Serendipity

Sri Lanka is the warm embrace of an old friend.  How else can I better explain the strange sense of déjà vu I felt on first arrival?  Had I been here before?    As soon as I stepped into the familiar warm air of afternoon, I felt comfortable, perfectly content. The lush, natural aesthetic of the potted gardens made me stop and admire.  The quiet, clean and orderly streets made me rub my eyes in wonder. And while meeting the dignified and friendly people my heart broke a little each time I saw a passing smile.  The noisy dust cloud of middle India and the barrage of questions and the searing of staring eyes in Bangladesh felt like they were continents away.  It’s so seldom that I’ve experienced a place so different from its geographic neighbours. Crossing from Vietnam or Laos did it.  That was the last time, nearly four years ago.  I’d nearly forgotten about how I feels.   It is an intoxicating moment, the wonder of a new and welcoming place, the type of feeling to chase.  Is that what I’m chasing?
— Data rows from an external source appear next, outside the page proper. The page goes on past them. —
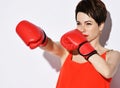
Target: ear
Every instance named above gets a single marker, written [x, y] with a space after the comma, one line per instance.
[101, 26]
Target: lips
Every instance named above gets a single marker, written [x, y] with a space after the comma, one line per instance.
[85, 35]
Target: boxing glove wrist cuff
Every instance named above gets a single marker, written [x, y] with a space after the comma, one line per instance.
[86, 50]
[45, 40]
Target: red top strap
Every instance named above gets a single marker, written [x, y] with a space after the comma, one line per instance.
[75, 75]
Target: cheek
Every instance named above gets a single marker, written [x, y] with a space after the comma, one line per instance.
[93, 34]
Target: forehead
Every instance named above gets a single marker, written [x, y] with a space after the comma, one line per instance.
[83, 17]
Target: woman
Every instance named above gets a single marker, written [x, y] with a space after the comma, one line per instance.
[85, 62]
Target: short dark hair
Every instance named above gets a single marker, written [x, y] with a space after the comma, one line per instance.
[93, 8]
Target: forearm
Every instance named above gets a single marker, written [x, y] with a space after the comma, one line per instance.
[102, 66]
[53, 48]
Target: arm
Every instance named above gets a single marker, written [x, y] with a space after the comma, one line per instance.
[109, 67]
[74, 40]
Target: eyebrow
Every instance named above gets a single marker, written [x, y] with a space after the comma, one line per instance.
[85, 21]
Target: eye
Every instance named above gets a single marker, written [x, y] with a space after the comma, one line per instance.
[78, 23]
[89, 23]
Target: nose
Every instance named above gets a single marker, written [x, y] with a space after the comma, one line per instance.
[81, 28]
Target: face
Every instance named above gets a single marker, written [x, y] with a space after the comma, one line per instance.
[88, 26]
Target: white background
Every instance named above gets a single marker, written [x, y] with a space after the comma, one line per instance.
[21, 67]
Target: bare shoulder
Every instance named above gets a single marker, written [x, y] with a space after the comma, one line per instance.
[114, 53]
[113, 56]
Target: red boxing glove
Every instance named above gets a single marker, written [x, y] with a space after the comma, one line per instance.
[74, 39]
[32, 35]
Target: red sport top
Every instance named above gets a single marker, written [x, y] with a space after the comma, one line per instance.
[81, 75]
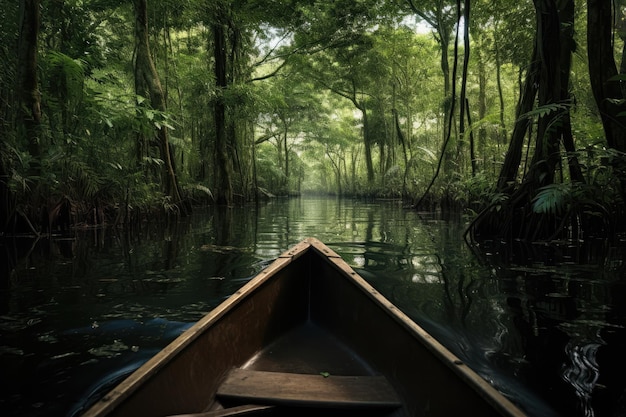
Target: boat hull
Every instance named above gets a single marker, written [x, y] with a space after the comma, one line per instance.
[306, 313]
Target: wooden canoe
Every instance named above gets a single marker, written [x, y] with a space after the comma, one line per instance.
[306, 336]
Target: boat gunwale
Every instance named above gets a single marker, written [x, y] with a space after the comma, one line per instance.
[478, 383]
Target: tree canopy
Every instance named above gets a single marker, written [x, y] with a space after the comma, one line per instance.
[515, 113]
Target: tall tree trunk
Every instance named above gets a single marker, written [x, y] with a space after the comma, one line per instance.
[513, 157]
[147, 83]
[29, 108]
[222, 166]
[606, 89]
[367, 141]
[546, 153]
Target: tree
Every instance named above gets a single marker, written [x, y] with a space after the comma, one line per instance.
[147, 84]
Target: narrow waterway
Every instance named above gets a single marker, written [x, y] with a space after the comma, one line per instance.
[78, 313]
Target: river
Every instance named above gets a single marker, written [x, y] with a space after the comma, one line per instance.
[79, 312]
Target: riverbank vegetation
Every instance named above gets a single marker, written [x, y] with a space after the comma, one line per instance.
[113, 111]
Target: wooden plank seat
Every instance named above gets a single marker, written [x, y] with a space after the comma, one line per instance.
[242, 410]
[243, 386]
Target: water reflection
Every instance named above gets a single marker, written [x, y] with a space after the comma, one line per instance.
[83, 311]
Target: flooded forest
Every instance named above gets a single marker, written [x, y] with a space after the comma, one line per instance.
[508, 115]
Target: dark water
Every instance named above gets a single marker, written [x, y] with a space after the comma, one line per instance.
[79, 313]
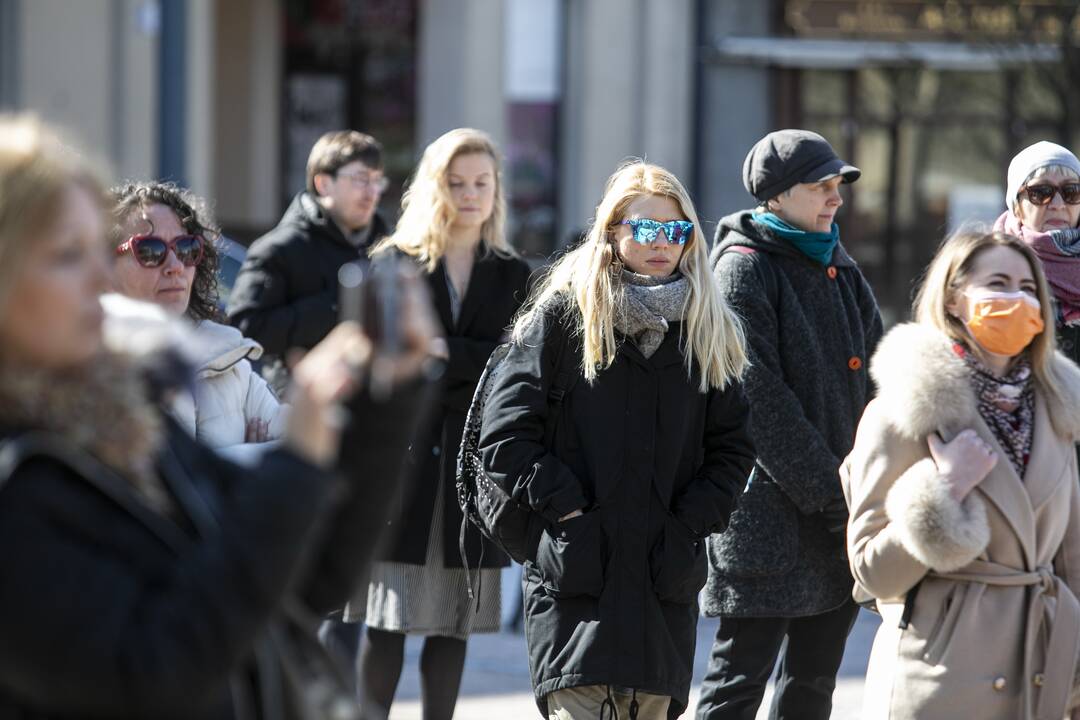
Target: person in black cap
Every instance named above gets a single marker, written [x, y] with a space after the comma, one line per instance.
[780, 570]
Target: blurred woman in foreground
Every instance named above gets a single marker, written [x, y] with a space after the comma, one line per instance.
[140, 571]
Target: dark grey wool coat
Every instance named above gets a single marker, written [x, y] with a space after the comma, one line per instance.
[810, 331]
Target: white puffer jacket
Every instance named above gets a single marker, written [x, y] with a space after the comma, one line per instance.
[228, 391]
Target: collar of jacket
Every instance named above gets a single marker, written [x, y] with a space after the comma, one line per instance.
[219, 348]
[740, 229]
[927, 386]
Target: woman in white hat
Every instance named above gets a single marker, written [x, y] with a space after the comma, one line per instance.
[1043, 202]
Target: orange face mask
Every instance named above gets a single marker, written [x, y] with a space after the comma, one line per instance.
[1004, 323]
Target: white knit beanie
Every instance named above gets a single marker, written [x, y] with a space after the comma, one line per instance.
[1030, 159]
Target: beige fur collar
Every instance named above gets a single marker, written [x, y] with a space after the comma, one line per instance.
[102, 408]
[926, 386]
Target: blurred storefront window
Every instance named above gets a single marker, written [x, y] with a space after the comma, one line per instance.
[350, 64]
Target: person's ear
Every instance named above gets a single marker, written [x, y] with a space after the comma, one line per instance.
[954, 306]
[322, 182]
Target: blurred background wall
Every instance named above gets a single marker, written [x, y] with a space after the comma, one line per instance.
[929, 97]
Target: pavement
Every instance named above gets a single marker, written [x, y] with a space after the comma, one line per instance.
[496, 681]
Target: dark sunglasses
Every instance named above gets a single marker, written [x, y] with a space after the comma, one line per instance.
[1043, 192]
[645, 230]
[151, 250]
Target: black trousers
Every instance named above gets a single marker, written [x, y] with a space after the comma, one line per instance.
[745, 652]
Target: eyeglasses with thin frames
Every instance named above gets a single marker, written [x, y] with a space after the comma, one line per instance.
[364, 181]
[1041, 193]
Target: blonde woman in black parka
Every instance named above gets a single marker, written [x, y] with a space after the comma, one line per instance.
[649, 451]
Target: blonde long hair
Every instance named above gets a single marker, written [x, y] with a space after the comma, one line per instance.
[36, 167]
[428, 209]
[590, 275]
[948, 272]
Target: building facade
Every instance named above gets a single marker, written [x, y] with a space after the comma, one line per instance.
[929, 97]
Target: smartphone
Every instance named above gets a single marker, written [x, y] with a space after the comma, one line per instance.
[369, 295]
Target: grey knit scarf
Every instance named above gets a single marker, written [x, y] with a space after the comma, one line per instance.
[648, 306]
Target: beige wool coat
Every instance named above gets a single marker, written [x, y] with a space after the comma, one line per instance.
[994, 630]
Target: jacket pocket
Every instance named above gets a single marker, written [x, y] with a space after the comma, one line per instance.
[944, 626]
[761, 539]
[570, 557]
[677, 564]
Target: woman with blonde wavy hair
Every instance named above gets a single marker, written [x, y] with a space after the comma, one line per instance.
[453, 227]
[964, 496]
[184, 565]
[630, 469]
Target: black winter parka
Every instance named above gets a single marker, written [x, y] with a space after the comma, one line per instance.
[286, 291]
[610, 597]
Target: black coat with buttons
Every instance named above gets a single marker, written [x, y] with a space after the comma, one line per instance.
[497, 288]
[611, 597]
[810, 330]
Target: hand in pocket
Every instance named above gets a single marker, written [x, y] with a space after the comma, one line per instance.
[678, 564]
[570, 557]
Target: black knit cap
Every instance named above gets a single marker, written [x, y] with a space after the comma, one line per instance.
[783, 159]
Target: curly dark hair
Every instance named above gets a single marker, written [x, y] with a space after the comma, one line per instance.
[194, 217]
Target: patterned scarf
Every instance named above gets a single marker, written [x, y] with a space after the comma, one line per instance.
[649, 304]
[1008, 406]
[1060, 252]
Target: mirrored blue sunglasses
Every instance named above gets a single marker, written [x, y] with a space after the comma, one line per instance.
[646, 230]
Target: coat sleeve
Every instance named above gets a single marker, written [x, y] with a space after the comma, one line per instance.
[515, 416]
[261, 403]
[1067, 559]
[903, 519]
[86, 634]
[707, 502]
[871, 315]
[262, 307]
[788, 447]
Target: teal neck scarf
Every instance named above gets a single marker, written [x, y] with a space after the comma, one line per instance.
[818, 246]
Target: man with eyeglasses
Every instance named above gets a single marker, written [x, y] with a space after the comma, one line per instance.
[286, 293]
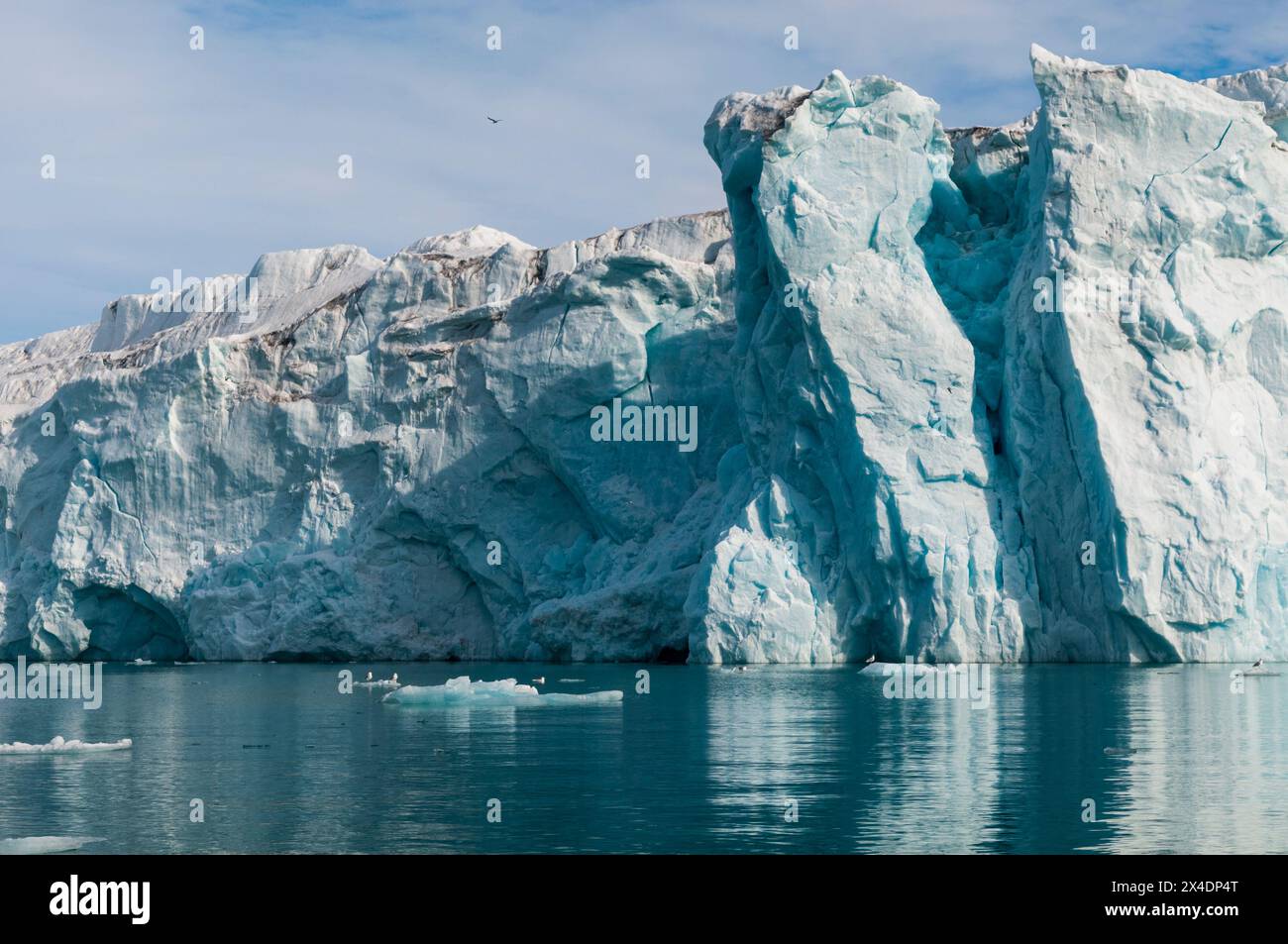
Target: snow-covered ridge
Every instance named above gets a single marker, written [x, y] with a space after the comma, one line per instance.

     According to my Lonely Planet, Arab traders called the Island Serendib, which transformed into the word serendipity; the discovery of some unexpected treasure.  That sums it up for me.  This is a treasure I wasn’t expecting. My standards were pretty high for Sri Lanka.  I’ve envisioned a trip made to this place for years and years—13 years to be precise.  I researched Sri Lanka for a project when I was 12.  My mom taught a student who had emigrated from Sri Lanka.  My mom helped me ask her family of their experiences.  She copied down some Sri Lankan recipes for rice dishes from the mother’s dictation, and to my surprise, the mother made me a dessert to bring in to hand out as samples.   Here it was Sri Lanka, this little island paradise of my reverie, my childhood project come to life.  I was slightly worried that the actual Sri Lanka wouldn’t match the one I had built in my imagination, but fortunately for me, Sri Lanka is a pretty swell place.  It surpassed my expectations.  It is the type of place that reaffirms ones love of travel, and then I’m reminded, I still have nearly three weeks left to explore.

Currently, I’m surfing in the south, not very well, I might add.  I’m no surfer, but I just like rising with the sun, grabbing a board, stretching on the sand in the slanting rays of sunrise while peering at the place where the waves break against the beach.   Even when I’m struggling to catch a wave and I can feel a sense of frustration wash over me like the breaking of the surf, I stop, sit atop my floating board, look at the palm tree-dotted coastline, the jagged red cliffs on either side of the bay, the fishing boats rocking in the distant tides and my legs swishing in water warm as a bubble bath.  I take a deep breath and smile.  Life is great.  Sri Lanka is great. Did I mention how great Sri Lanka is?